CS61A         Summer 2011         Homework 11

Topic: Streams & Map Reduce

Reading: Abelson & Sussman, Section  3.5.1-3.5.3, 3.5.5

MapReduce paper in course reader.

Please go to lab this week: you’ll need the instructions in order to test your homework questions regarding mapreduce.

1.  Exercises 3.50, 3.51, 3.52, 3.53, 3.54, 3.55, 3.56, 3.64, 3.66, 3.68

2.  Write and test two functions to manipulate nonnegative proper fractions.

The first function, fract-stream, will take as its argument a list of

two nonnegative integers, the numerator and the denominator, in which

the numerator is less than the denominator.  It will return

an infinite stream of decimal digits representing the decimal expansion of

the fraction.  The second function, approximation, will take two

arguments: a fraction stream and a nonnegative integer (num).

It will return a list (not a stream) containing the first num

digits of the decimal expansion.

(fract-stream '(1 7))} should return the stream representing the

decimal expansion of 1/7, which is 0.142857142857142857...

(stream-car (fract-stream '(1 7)))} should return 1.

(stream-car (stream-cdr (stream-cdr (fract-stream '(1 7))))) should return 2.

(approximation (fract-stream '(1 7)) 4)} should return (1 4 2 8).

(approximation (fract-stream '(1 2)) 4)} should return (5 0 0 0).

Extra for Experts:

1.  Do exercises 3.59--3.62.

2.  Consider this procedure:

(define (hanoi-stream n)

  (if (= n 0)

          the-empty-stream

          (stream-append (hanoi-stream (- n 1))

                     (cons-stream n (hanoi-stream (- n 1))))))
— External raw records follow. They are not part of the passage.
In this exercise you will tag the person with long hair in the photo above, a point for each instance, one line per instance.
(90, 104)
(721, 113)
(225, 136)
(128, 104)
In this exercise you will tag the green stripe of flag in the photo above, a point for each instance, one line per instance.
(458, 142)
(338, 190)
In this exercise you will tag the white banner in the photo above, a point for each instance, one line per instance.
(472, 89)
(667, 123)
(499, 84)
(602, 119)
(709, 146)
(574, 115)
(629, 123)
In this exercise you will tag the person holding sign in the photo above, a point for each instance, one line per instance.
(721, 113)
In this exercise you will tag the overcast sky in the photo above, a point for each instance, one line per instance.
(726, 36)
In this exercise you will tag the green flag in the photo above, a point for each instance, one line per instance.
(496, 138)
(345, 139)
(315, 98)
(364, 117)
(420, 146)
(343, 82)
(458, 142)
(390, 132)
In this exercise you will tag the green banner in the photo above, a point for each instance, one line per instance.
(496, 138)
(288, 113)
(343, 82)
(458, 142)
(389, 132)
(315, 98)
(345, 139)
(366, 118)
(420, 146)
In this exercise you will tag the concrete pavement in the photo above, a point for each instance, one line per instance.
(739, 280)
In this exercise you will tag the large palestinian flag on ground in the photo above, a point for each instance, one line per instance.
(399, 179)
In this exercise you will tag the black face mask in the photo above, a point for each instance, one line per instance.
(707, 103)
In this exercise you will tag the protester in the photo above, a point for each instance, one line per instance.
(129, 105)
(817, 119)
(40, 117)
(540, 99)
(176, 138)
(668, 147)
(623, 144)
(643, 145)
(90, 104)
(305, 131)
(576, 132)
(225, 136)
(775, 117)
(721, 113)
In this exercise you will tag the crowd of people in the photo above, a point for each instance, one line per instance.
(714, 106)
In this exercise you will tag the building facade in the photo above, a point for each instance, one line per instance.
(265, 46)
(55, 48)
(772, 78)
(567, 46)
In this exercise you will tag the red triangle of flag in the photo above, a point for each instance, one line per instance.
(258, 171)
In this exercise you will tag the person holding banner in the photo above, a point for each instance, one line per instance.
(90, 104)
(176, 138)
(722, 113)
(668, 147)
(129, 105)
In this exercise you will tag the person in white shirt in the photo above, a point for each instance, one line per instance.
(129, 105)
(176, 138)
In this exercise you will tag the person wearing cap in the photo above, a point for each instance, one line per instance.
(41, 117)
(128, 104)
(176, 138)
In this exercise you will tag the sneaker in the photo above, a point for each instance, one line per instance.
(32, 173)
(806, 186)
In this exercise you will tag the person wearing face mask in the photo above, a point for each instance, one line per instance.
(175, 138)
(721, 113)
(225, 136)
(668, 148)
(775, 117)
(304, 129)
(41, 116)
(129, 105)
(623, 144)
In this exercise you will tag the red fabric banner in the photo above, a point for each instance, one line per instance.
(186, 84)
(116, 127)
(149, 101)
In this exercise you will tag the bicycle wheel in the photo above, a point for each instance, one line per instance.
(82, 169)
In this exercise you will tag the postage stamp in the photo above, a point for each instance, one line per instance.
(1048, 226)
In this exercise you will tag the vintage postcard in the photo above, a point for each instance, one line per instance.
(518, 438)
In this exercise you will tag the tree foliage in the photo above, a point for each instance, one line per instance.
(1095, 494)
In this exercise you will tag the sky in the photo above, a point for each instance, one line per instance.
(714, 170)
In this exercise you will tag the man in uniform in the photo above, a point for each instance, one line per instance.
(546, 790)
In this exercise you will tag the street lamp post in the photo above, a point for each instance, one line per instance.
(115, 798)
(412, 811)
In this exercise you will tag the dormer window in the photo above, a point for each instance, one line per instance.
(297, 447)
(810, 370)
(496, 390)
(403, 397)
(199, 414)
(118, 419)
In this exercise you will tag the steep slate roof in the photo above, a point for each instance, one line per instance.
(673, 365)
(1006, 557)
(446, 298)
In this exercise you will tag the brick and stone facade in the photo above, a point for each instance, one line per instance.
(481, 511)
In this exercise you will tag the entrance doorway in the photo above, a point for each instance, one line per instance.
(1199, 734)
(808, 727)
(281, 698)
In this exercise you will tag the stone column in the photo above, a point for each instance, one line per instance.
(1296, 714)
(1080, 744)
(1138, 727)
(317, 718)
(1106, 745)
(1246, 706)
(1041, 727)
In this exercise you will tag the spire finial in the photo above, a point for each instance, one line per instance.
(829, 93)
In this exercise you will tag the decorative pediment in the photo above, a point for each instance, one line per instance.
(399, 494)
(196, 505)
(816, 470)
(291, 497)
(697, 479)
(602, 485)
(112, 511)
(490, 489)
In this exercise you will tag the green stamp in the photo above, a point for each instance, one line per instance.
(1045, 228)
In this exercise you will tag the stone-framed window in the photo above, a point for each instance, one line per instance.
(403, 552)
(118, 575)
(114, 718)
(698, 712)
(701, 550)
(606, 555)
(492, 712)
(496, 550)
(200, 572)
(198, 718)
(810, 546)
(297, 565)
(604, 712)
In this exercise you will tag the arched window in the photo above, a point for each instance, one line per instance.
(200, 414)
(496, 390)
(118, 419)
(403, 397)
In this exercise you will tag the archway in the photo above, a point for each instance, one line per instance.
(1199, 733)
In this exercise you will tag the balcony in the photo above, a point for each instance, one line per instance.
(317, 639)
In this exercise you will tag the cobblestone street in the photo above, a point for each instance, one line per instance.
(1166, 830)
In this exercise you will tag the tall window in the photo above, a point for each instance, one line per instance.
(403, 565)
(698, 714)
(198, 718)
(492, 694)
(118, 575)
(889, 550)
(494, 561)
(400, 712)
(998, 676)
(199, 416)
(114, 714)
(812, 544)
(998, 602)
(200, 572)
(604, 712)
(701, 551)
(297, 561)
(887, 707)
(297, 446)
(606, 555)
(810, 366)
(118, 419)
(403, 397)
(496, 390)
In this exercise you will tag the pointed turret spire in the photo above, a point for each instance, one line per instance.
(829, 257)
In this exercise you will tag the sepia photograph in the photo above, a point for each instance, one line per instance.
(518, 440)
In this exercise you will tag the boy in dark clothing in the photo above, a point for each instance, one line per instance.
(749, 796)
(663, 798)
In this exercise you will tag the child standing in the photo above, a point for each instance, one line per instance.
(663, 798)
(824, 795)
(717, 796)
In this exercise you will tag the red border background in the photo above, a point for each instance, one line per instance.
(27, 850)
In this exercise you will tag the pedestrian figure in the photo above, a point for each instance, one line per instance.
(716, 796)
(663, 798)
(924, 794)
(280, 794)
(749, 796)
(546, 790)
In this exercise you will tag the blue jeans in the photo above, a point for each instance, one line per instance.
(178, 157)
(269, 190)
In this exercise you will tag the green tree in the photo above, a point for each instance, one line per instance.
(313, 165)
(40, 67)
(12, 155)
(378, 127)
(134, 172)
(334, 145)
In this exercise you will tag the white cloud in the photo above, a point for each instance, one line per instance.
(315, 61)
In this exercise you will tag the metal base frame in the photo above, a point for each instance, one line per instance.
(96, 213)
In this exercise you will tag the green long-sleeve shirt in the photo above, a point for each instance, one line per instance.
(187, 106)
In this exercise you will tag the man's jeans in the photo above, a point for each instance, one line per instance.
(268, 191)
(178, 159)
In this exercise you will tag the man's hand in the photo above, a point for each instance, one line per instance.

It generates finite streams; here are the first few values:

(hanoi-stream 1)        (1)

(hanoi-stream 2)        (1 2 1)

(hanoi-stream 3)        (1 2 1 3 1 2 1)

(hanoi-stream 4)        (1 2 1 3 1 2 1 4 1 2 1 3 1 2 1)

Notice that each of these starts with the same values as the one above it,

followed by some more values.  There is no reason why this pattern can't be

continued to generate an infinite stream whose first 2^n - 1 elements are

(hanoi-stream~n)}.  Generate this stream.

MapReduce exercises:

Keep in mind: (mapreduce mapper reducer basecase input)

                        mapper - must return a LIST of kv-pairs!

                        [Sorting is done automatically based on kv-keys!]

                        reducer - procedure of two arguments, works like accumulate (by keeping track of    

                                   the current value & returning it at the end)

1(a). Google uses MapReduce for a variety of search-engine-related tasks

involving processing large data sets. An example of such a task is building an

inverted word index. For each word in a given set of documents, we want to

generate a key-value pair, where the key is the word and the value is all

documents in which the word appears.  Write a procedure that takes a directory

name as argument and returns the inverted index stream.

1(b). The list above will include words like ``a,'' ``so,'' ``the,'' etc.

Suppose now that we only want ``important words.'' We can use word length as a

measure of importance (a real search engine would use a more complex

heuristic). Write a procedure that returns an index where all the words are N

or more letters long, taking the filename and N as arguments.

2.  Google also manages the GMail e-mail service, and they would like to

filter out as many spammers as possible. In this problem you will implement a

simple spam filtering idea with mapreduce so that it can be efficiently

applied to the multitudes of e-mail messages in GMail.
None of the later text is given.